Ghost cars are known amongst local sheriffs and deputies to frequent these little used
highways, and are highly feared, not unlike the pygmies fear cameras stealing their souls.
Unfortunately for me, it was daytime. I had to maintain control, open and finish the
last incriminating beer, and steer true down the long curving roadway.
It wasn't long before the roller turned off on a dusty road, and the day let itself
open up for better times.
Unfortunately, all the beer was gone. Paranoia makes the suds slide down too easy, too
fast.
Looking for a liquor store, you realize how those little highways through the country
are strange places. There are definitely more churches than houses along the squirreling
back routes. Every five miles yields at least two or three churches for every one house,
must make for lonely Sundays. A flock of one, how lame. Most likely it's due to great tax
breaks for starting a commune or cult in the nether regions of the desolate Midwest
plains. Sure it's only a farmer leading his wife, 3.8 children and two cows into the Holy
Land of tax-free abatements.

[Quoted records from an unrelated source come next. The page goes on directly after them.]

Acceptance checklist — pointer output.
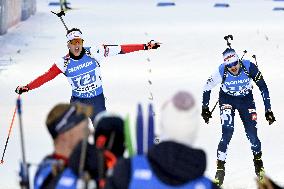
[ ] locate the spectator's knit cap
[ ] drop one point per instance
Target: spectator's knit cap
(179, 119)
(64, 117)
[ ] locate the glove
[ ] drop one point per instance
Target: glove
(22, 89)
(206, 114)
(269, 116)
(152, 45)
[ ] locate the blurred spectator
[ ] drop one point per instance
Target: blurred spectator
(173, 163)
(267, 184)
(64, 168)
(67, 126)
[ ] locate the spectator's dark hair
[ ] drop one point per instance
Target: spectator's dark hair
(73, 29)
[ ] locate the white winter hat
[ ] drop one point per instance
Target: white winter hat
(74, 35)
(179, 119)
(230, 56)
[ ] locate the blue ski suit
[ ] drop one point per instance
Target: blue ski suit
(236, 94)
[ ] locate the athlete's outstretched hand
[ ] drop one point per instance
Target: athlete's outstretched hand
(269, 117)
(22, 89)
(152, 45)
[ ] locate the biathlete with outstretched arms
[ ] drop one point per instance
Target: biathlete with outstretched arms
(81, 66)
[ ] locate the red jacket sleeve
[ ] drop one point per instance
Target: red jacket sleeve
(131, 48)
(47, 76)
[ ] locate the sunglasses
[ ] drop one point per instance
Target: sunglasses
(232, 64)
(75, 41)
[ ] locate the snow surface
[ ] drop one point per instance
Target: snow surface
(192, 35)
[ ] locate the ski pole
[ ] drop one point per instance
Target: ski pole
(227, 37)
(255, 59)
(245, 51)
(60, 14)
(9, 133)
(214, 106)
(24, 183)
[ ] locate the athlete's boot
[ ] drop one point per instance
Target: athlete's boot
(258, 165)
(220, 173)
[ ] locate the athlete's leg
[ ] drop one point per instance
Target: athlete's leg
(227, 113)
(249, 118)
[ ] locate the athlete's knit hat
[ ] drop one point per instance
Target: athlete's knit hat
(230, 56)
(74, 33)
(64, 117)
(179, 119)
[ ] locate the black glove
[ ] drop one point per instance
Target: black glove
(22, 89)
(269, 116)
(152, 45)
(206, 114)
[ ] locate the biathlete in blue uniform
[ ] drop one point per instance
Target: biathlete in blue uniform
(81, 66)
(236, 77)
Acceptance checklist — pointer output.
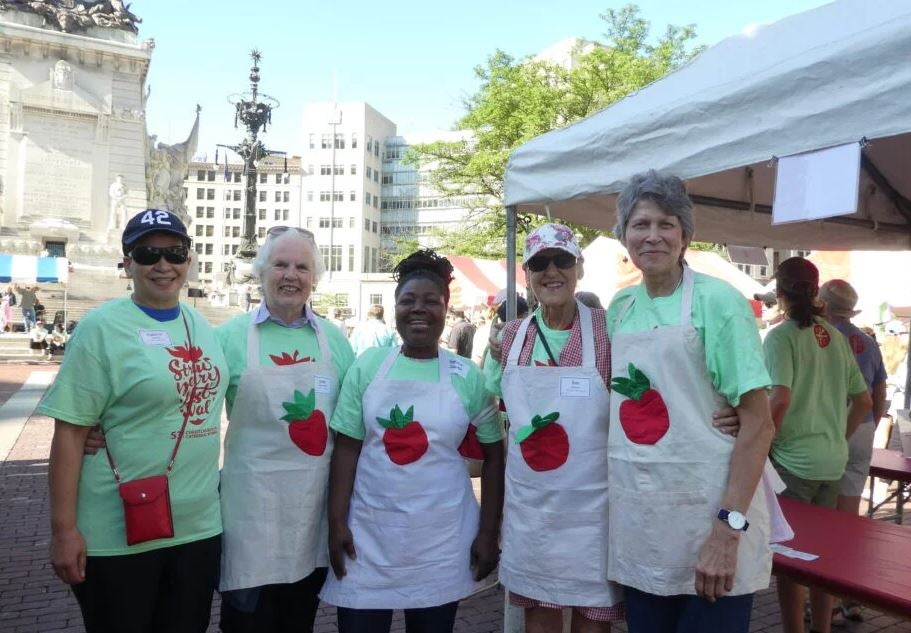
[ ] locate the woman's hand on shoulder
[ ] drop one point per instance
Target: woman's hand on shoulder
(485, 554)
(341, 545)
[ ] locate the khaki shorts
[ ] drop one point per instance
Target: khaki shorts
(818, 492)
(860, 452)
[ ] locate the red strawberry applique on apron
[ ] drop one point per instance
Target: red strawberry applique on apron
(544, 443)
(644, 416)
(404, 438)
(306, 424)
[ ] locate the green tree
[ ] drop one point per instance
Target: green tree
(519, 99)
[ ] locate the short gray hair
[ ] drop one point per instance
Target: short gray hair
(665, 190)
(265, 253)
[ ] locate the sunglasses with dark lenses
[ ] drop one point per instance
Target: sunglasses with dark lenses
(149, 255)
(539, 263)
(278, 230)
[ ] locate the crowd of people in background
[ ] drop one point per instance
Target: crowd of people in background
(623, 451)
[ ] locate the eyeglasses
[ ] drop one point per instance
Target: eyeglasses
(278, 230)
(149, 255)
(540, 263)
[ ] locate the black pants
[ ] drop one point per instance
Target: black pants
(439, 619)
(285, 608)
(166, 590)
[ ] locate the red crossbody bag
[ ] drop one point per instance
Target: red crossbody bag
(147, 501)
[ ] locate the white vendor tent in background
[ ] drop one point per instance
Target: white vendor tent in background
(826, 77)
(834, 75)
(609, 269)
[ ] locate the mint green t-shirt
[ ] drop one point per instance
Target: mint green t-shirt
(479, 403)
(131, 373)
(819, 368)
(722, 317)
(556, 339)
(278, 345)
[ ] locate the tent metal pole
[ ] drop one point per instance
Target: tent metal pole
(511, 263)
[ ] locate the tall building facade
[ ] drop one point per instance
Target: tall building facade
(215, 202)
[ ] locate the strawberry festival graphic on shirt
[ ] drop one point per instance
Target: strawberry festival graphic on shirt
(306, 424)
(194, 374)
(404, 438)
(822, 336)
(644, 416)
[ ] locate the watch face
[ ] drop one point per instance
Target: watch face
(736, 520)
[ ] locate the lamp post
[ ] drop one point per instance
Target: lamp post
(253, 109)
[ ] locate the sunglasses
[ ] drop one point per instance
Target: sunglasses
(149, 255)
(278, 230)
(540, 263)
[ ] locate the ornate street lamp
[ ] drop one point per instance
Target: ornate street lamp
(253, 109)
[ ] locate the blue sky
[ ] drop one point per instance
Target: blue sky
(411, 60)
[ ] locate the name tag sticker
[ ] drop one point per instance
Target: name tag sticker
(458, 367)
(158, 338)
(575, 387)
(322, 384)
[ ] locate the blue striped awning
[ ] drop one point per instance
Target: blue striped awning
(31, 269)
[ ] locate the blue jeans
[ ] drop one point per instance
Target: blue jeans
(28, 318)
(648, 613)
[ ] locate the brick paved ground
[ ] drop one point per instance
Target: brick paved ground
(33, 600)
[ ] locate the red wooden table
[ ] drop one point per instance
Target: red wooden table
(895, 466)
(868, 561)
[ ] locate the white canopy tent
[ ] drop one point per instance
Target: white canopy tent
(831, 76)
(834, 75)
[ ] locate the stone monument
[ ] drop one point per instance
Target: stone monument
(72, 125)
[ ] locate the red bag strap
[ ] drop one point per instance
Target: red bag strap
(187, 409)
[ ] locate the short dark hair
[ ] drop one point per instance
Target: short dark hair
(424, 264)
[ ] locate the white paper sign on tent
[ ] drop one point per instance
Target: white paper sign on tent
(816, 185)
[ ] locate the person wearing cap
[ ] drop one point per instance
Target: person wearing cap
(150, 371)
(839, 300)
(285, 369)
(813, 373)
(553, 376)
(689, 524)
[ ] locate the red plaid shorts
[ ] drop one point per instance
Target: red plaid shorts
(614, 613)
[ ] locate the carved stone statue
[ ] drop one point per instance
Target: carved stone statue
(166, 168)
(70, 16)
(117, 193)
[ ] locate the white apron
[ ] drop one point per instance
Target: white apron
(412, 524)
(555, 524)
(273, 494)
(665, 495)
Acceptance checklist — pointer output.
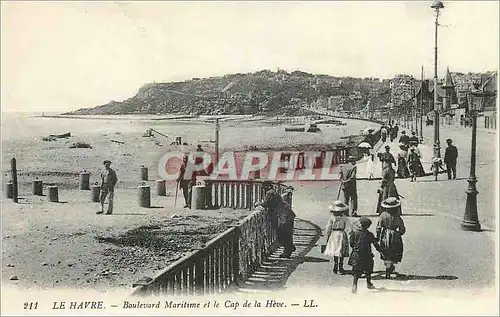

We should all be so lucky as to place a crucifix on top of
the doublewide just to get cheaper diesel prices.
Churches and cults aside, there were no damn liquor stores anywhere. At least that damn
Sheriff was probably on the way to his still, but this does little good for parched
strangers passing through. No, it was clear I would have to pack more emergency beers in
the trunk next time.
A thinner car would be nice too. Ever try passing one of those damn Duelly trucks going
90 miles an hour using only half a lane of an inadequate highway to begin with? Well, it's
a white-knuckle ride on the edge of a ditch leading to being trapped outside all night
waiting for the wolves to come sample your bloodied and drunken carcass.
After avoiding the helicopters, city slicker-beating sheriffs, numerous cults, and
various crash derby monster trucks, Holden was located.
I was thrilled. I had made it to the Old West with no portal opening and stealing away
years of my life. The next challenge was to get the meat or go have a beer at the only
place to get one for at least an hour or more until I made it back to the comfortable
wasteland of KCMO.
As you may have guessed, I went for the beer. That was a week ago today. I still
haven't left Holden. This entire story has been text messaged, one line at a time via my
mobile phone, to the KCD editor. I just can't stomach the idea of traversing those gravel
death trails again.
I made good friends with the beer delivery guy last Wednesday; maybe he'll give me a
ride home later.
Reporting from Holden. Missouri to pick up some meat, this has been Eisenhower Hill.